Molly Wood: How far could that go in terms of how the government uses this information?
Pak: That’s really the unknown. In 2006, when I first arrived in Beijing, I needed my passport to sign up for the internet, to get onto the train. But in 2015, when I returned, in the southern city of Shenzhen, already the rules had changed drastically. Now I need my passport to buy a SIM card. In Beijing, when we went to a hotel, you need your passport or your ID just to get onto their Wi-Fi. Your social media feeds, like WeChat, and all of your mobile payments, they require what they call real ID registration. I need my passport there as well. All of that is tied together. How much of that information is centralized that they can automatically connect also depends on how badly the authorities want to get at you.
Wood: China’s surveillance apparatus is often held up as what could happen in the United States. And I wonder, from your perspective, having lived both places, do you think that anything at that level could actually occur in the United States, whether it’s the social credit system or cameras everywhere?
Pak: Let’s say Americans are for it. I think it would take a long time to build. The social credit system that they are talking about, the time frame that they were giving to people was 2020 — 2020 is supposed to be just for a basic infrastructure.

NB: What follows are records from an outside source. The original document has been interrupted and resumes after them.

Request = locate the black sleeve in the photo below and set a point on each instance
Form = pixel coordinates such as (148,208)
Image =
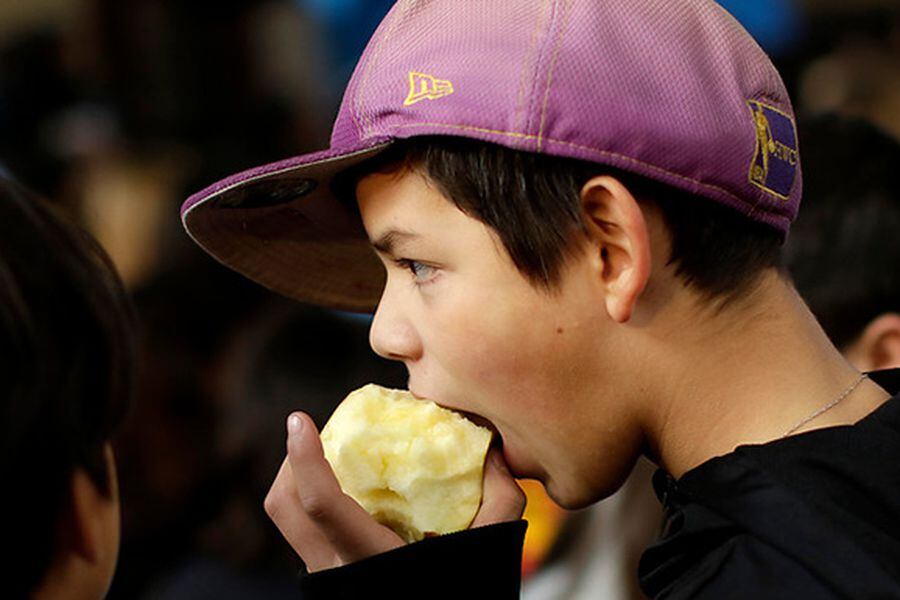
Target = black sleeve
(484,562)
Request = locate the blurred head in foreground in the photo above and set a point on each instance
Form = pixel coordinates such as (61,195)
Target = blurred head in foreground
(66,343)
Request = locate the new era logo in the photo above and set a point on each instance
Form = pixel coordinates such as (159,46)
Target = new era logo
(774,165)
(426,87)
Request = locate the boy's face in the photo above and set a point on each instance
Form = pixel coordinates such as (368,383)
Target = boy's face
(477,337)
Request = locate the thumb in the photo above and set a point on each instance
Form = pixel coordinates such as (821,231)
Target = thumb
(503,499)
(352,532)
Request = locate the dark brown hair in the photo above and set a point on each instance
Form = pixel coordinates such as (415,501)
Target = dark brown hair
(533,203)
(65,374)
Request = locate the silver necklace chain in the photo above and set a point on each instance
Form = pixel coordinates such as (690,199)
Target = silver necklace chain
(825,408)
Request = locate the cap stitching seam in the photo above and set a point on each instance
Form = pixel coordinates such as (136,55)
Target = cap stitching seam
(531,47)
(366,125)
(531,114)
(583,147)
(562,30)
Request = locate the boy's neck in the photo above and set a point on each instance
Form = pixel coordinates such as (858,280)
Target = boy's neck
(745,377)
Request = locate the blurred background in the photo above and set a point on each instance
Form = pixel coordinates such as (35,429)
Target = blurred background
(117,110)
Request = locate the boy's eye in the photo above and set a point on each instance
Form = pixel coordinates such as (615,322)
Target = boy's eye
(420,272)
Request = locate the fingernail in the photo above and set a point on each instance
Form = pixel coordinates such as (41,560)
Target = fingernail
(295,424)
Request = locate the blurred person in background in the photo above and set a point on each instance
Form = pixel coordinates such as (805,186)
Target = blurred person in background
(65,384)
(844,250)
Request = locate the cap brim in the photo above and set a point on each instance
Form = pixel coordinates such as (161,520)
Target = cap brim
(282,226)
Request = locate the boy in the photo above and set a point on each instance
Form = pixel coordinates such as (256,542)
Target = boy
(578,207)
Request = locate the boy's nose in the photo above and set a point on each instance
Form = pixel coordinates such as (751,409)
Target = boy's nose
(392,336)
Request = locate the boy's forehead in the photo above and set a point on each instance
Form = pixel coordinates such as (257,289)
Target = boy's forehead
(403,196)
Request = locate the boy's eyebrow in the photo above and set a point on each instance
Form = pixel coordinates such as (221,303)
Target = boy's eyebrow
(388,241)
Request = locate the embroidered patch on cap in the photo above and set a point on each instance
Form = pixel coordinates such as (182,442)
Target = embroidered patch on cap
(426,87)
(775,161)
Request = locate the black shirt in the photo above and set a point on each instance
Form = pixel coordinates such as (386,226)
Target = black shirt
(816,515)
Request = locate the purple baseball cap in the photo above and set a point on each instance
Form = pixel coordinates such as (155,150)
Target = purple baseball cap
(674,91)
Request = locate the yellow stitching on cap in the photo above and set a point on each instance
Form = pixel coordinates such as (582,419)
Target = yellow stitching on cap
(562,30)
(426,87)
(646,165)
(766,144)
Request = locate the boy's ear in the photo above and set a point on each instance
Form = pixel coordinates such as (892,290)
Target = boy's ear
(878,346)
(82,533)
(619,239)
(85,523)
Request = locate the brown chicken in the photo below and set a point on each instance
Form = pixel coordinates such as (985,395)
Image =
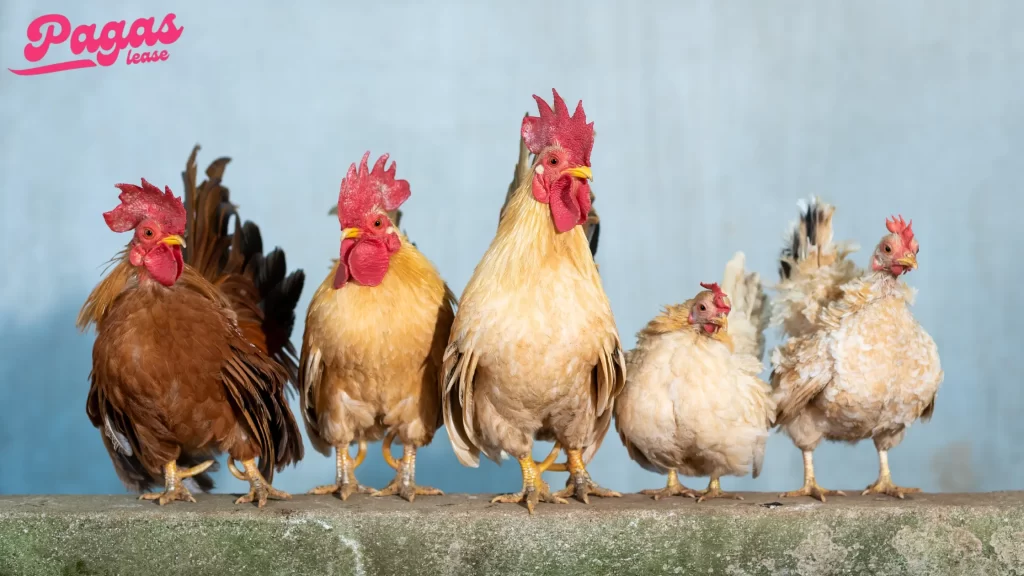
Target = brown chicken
(693,402)
(375,337)
(861,366)
(192,354)
(534,351)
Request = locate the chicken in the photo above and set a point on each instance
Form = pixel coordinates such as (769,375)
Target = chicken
(192,355)
(812,270)
(534,351)
(864,368)
(523,167)
(375,337)
(693,403)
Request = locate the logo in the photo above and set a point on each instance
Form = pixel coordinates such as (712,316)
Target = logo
(53,30)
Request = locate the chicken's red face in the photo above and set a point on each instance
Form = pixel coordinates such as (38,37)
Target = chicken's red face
(159,221)
(561,169)
(711,311)
(368,236)
(897,252)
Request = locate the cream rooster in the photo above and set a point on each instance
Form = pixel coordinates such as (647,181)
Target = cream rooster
(534,351)
(693,403)
(857,365)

Even though they have a lot of offline data, it’s going to take a long time to upload. And don’t forget, there are different competing interests within China. Although a lot of the leaders here like to present themselves as the unified voice, in actuality, as you mentioned, it’s a massive country. That’s why when people think, “Oh, it’s coming right now,” it hasn’t arrived yet to the same degree as people are imagining, but it doesn’t mean that it can’t.
Related Links: More insight from Molly Wood
Just last week, Chinese surveillance giant Hikvision said it may lose business because of the U.S. ban on its technology and on U.S. companies doing business with Chinese companies as a result of the trade war. But USA Today had a story last week about how Chinese surveillance tech is still being snapped up in countries that already have poor records on human rights, like Serbia, Turkey, Russia and other countries.
In addition to human rights concerns in those countries, security experts have pointed out that China’s government can compel Chinese companies to hand over data that they collect with their cameras or networking equipment. That leads to concerns about Beijing’s power, both in data and potential influence.
In our interview, Jennifer Pak also mentioned that the huge databases of information about every Chinese citizen could also be a massive boon to companies developing artificial intelligence there. It can be hard for companies in places like the U.S. to come by datasets that big to help train the machines.